Even after stepping aside as CEO, Amazon founder Jeff Bezos appears likely to keep identifying new frontiers for the world’s dominant e-commerce company. His successor, meanwhile, gets to deal with escalating efforts to curtail its power.
Tuesday’s announcement that Bezos will hand off the CEO job this summer came as a surprise. But it doesn’t mean Amazon is losing the visionary who turned an online bookstore founded in 1995 into a behemoth worth $1.7 trillion that sometimes seems to do a little bit of everything.
Bezos, 57, has never let Amazon rest on its laurels. In the last year alone, it bought a company developing self-driving taxis; launched an online pharmacy selling inhalers and insulin; and won government approval to put more than 3,200 satellites into space to beam internet service to Earth.
Long-time Amazon executive Andy Jassy will be the new CEO, but Bezos will be the company’s executive chairman — corporatespeak for board leaders who, unlike most, stay involved in key operational decisions. Think Robert Iger at Disney, Howard Schultz at Starbucks, or Eric Schmidt at Google after handing off the reins a decade ago.
“Jeff Bezos has held a firm grip on the company for a long time, ” said Ken Perkins, president of RetailMetrics LLC, a retail research firm. “I have to believe he will have a say in what is going on and have a big hand in big picture decisions.”
Amazon’s chief financial officer, Brian Olsavsky, made the move sound like a mere shuffling of chairs. “It’s more of a restructuring of who’s doing what,” he said during a Tuesday call with reporters.
Investors didn’t bail after hearing about Amazon’s forthcoming change in command, and instead focused on the company’s blockbuster earnings, which it also announced Tuesday.

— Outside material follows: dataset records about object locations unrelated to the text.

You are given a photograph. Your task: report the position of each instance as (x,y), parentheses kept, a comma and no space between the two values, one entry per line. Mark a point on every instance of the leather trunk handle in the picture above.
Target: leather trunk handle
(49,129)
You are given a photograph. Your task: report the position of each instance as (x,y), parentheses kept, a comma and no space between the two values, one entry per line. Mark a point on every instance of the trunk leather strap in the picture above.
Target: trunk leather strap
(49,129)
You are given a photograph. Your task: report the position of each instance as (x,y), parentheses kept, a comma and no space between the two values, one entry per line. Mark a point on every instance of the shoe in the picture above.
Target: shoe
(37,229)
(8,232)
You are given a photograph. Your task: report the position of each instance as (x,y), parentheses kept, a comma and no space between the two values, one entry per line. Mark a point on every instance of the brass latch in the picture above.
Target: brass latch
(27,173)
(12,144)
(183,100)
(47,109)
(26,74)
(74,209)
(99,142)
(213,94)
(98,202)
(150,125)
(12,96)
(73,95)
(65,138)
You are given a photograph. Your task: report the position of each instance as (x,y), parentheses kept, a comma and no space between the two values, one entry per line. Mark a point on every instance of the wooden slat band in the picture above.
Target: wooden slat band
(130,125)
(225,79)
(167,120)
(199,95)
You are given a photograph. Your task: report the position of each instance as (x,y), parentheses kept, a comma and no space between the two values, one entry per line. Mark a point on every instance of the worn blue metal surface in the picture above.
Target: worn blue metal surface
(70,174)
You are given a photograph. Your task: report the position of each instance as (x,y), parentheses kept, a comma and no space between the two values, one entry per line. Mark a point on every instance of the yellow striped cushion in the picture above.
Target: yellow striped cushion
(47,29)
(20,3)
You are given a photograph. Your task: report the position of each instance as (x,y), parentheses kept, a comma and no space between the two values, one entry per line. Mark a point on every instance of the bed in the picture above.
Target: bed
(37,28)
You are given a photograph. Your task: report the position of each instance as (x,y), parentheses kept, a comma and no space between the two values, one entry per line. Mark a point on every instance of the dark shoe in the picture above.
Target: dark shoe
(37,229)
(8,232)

Amazon’s stock edged up slightly in Tuesday’s extended trading — not something that tends to happen when Wall Street is worried about a management shake-up.
“I don’t think he’s going to be completely hands off,” CFRA analyst Tuna Amobi said of Bezos.
In a blog post, Bezos said the CEO job had pulled him away from exploring new ideas and initiatives that could yield growth opportunities. He now intends to focus more on such innovation, along with other ventures such as his rocket ship company Blue Origin and his newspaper, The Washington Post.
“Being the CEO of Amazon is a deep responsibility, and it’s consuming,” Bezos wrote. “When you have a responsibility like that, it’s hard to put attention on anything else.”
The shift will saddle Jassy with some of the responsibilities that Bezos clearly didn’t enjoy. Perhaps the most daunting is the increasing scrutiny of Amazon’s clout in an online shopping market that has become even more essential to consumers during the past year’s pandemic.
The U.S. government already has slapped two other technology powerhouses, Google and Facebook, with antitrust lawsuits. Both regulators and lawmakers have left little doubt that they are taking a hard look at whether similar action is warranted against Amazon and Apple.
Jassy will likely have to ward off the antitrust threat while also trying to forge his own legacy. A revered company founder can cast a long shadow.
“Amazon’s size makes some industries uncomfortable, some governments uncomfortable and Andy Jassy will have to deal with the consequences,” Gartner analyst Ed Anderson said. “That will be some of the new era of his leadership.”
Jassy also may face pressure from critics who believe Amazon’s success has been built in part by mistreating many of its 1.3 million employees, especially those in the distribution warehouses and delivery trucks who are paid far less than the tech engineers while also facing more hazardous conditions.
“Jeff Bezos’ departure as CEO is a chance for Amazon to turn over a new leaf,” said Robert Weissman, president of Public Citizen, an activist group that in Washington. “It should start by paying all its workers a living wage and ensuring they have safe and healthy working conditions.”
Analysts said Bezos appears to have picked a successor who’s up for the challenge. Jassy is highly respected for building up Amazon’s web services division, which runs many of the world’s biggest websites. Earnings from that cloud-computing service also helped subsidize the company’s online shopping operations as it cut prices so low that it lost money for many years.
“He’s proven himself in building the most profitable part of the company,” Amobi said. “His challenge is translating that to the broader e-commerce platform.”